Then the Internet found out about it, and if there's one thing the Internet likes, it's mob justice. They quickly found out where this woman lived and the tables were turned. This woman was forced to give a very public apology in an effort to halt the harassment.

Here's the deal. Part of me is rooting for the Internet vigilantes who tracked down and posted this woman's address and made her life hell. Part of me enjoys reading about what horrors were unleashed upon this likely deserving target. But then I hear that still, small voice that says, "I died for her, too."

Leave it to Jesus to ruin my schadenfreude.

Hatred is easy for me. Life's been kind of frustrating lately and it's fun to have someone to take it out on, someone to hate and wish bad things upon.

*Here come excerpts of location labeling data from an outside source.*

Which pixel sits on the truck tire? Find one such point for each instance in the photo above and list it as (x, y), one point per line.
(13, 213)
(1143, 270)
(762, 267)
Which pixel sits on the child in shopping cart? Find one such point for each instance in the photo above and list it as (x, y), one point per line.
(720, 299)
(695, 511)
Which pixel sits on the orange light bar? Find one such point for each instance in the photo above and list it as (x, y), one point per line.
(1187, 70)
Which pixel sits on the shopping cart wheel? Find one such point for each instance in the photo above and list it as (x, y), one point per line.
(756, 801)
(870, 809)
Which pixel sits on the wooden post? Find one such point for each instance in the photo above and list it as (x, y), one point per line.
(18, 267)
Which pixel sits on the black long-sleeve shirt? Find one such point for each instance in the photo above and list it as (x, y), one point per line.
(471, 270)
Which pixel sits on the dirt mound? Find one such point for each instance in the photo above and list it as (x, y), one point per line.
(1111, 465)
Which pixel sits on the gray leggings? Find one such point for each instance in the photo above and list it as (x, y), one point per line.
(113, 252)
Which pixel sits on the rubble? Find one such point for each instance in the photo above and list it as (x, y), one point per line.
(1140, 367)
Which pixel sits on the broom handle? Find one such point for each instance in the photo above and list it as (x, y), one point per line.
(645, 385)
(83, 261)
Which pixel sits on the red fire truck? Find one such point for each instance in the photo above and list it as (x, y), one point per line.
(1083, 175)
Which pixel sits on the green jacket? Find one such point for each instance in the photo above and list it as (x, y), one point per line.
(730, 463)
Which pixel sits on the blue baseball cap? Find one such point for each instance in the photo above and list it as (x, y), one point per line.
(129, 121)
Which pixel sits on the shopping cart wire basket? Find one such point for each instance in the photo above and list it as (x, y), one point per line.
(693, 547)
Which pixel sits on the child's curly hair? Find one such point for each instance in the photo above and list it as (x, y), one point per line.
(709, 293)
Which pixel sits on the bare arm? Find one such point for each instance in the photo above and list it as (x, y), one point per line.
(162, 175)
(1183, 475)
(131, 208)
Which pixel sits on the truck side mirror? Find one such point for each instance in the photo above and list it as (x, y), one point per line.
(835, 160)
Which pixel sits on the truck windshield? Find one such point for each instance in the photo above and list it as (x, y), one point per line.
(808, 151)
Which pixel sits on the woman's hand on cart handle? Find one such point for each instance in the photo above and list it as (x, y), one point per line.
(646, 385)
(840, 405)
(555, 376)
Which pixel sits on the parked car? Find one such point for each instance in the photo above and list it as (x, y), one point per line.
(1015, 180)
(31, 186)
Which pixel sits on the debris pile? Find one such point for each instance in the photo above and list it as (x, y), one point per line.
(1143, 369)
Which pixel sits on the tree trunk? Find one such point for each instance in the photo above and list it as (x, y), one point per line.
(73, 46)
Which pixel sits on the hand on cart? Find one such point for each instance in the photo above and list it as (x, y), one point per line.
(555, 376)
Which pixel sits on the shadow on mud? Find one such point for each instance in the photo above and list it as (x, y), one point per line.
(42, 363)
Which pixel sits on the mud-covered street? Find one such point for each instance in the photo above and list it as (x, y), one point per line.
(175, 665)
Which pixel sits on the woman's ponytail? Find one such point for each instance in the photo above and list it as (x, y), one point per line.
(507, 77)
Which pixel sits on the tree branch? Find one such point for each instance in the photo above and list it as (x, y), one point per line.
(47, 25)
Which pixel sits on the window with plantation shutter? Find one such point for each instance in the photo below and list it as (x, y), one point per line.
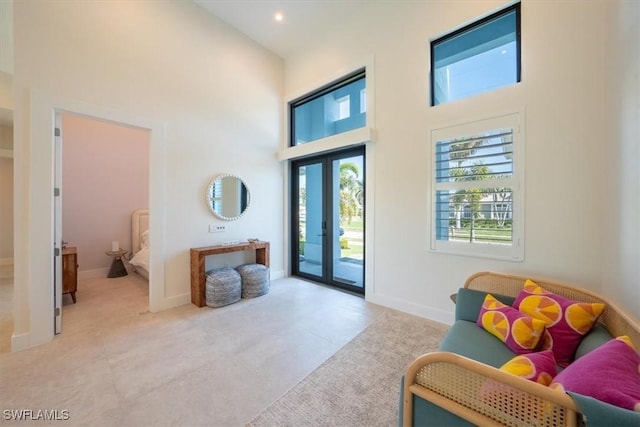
(477, 189)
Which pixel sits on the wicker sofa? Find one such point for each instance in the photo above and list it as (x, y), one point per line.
(443, 388)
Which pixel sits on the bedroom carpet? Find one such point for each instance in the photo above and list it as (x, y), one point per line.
(359, 385)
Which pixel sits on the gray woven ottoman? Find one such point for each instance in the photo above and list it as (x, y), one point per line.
(223, 287)
(255, 280)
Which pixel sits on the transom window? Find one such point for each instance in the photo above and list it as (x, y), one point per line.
(479, 57)
(339, 107)
(477, 189)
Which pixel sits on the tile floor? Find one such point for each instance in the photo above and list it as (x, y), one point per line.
(117, 364)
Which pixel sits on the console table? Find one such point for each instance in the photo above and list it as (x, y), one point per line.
(198, 255)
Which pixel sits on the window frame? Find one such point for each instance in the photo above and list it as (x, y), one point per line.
(360, 73)
(514, 251)
(515, 7)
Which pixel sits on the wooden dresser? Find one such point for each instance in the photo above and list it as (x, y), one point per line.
(70, 271)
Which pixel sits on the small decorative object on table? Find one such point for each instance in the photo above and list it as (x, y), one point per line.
(117, 266)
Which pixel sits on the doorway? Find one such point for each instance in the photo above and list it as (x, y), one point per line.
(328, 222)
(102, 176)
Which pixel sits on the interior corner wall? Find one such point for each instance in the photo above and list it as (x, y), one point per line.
(622, 198)
(105, 177)
(215, 95)
(562, 92)
(6, 195)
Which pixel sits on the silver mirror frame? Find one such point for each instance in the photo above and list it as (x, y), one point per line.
(209, 196)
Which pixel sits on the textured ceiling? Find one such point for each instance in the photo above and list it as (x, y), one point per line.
(303, 19)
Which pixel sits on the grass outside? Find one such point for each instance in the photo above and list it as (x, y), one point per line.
(490, 235)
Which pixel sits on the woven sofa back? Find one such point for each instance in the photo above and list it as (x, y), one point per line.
(614, 319)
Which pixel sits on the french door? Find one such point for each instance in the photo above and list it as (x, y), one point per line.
(327, 225)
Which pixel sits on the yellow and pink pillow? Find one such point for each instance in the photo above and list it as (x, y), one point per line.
(521, 333)
(610, 373)
(538, 367)
(566, 321)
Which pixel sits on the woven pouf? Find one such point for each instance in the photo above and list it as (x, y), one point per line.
(223, 287)
(255, 280)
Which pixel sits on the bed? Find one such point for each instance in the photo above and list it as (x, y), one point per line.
(140, 242)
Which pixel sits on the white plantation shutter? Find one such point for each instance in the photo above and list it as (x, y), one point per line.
(477, 189)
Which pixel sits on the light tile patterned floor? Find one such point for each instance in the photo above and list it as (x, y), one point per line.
(117, 364)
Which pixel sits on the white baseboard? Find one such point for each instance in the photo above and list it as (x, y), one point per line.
(92, 274)
(435, 314)
(275, 275)
(19, 342)
(171, 302)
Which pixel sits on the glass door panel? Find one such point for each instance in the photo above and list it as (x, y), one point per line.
(328, 219)
(348, 221)
(310, 219)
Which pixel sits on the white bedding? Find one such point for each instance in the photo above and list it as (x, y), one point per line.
(140, 242)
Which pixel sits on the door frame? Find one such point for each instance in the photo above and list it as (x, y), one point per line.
(327, 160)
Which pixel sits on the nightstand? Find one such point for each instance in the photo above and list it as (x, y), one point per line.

I like cultivating a rich hate. I'm very good at that seething hatred, and I can let it simmer for a good long time.

But that's not what Jesus calls us to. Love your enemies. Pray for those who persecute you. Bless those who curse you. Why? Why can't we hate the people who deserve it?

Two reasons. The first is that when we hate, we become the worst versions of ourselves and, in many cases, wind up just as bad, if not worse, than the people we hate. Hatred destroys you from the inside and it will consume and destroy you. You aren't capable of enjoying the blessings God has for you, and you instead seek only to destroy others. This is not the life Jesus wanted for us when He promised us joy, joy to make us complete. He wanted to save us from becoming little more than walking, festering bags of bile. That's a horrible existence.

The second is that none of us are righteous. We are all evil and despicable. God loves us and forgives us NOT because we deserve it, but because He loves us despite our flaws. If God forgives us in our sin, we should be able to forgive others and not be consumed with hate. God cut us a break, we should do the same for others.

It doesn't make it easy. I'd rather pray that God smites this woman and all other people who I find utterly despicable. Instead, I pray for them. I don't pray much on their behalf, but just enough so that it makes it impossible to hate them. I don't want to become to vile and hateful that I find myself taunting dying children, and praying for those who do is how I will make this happen.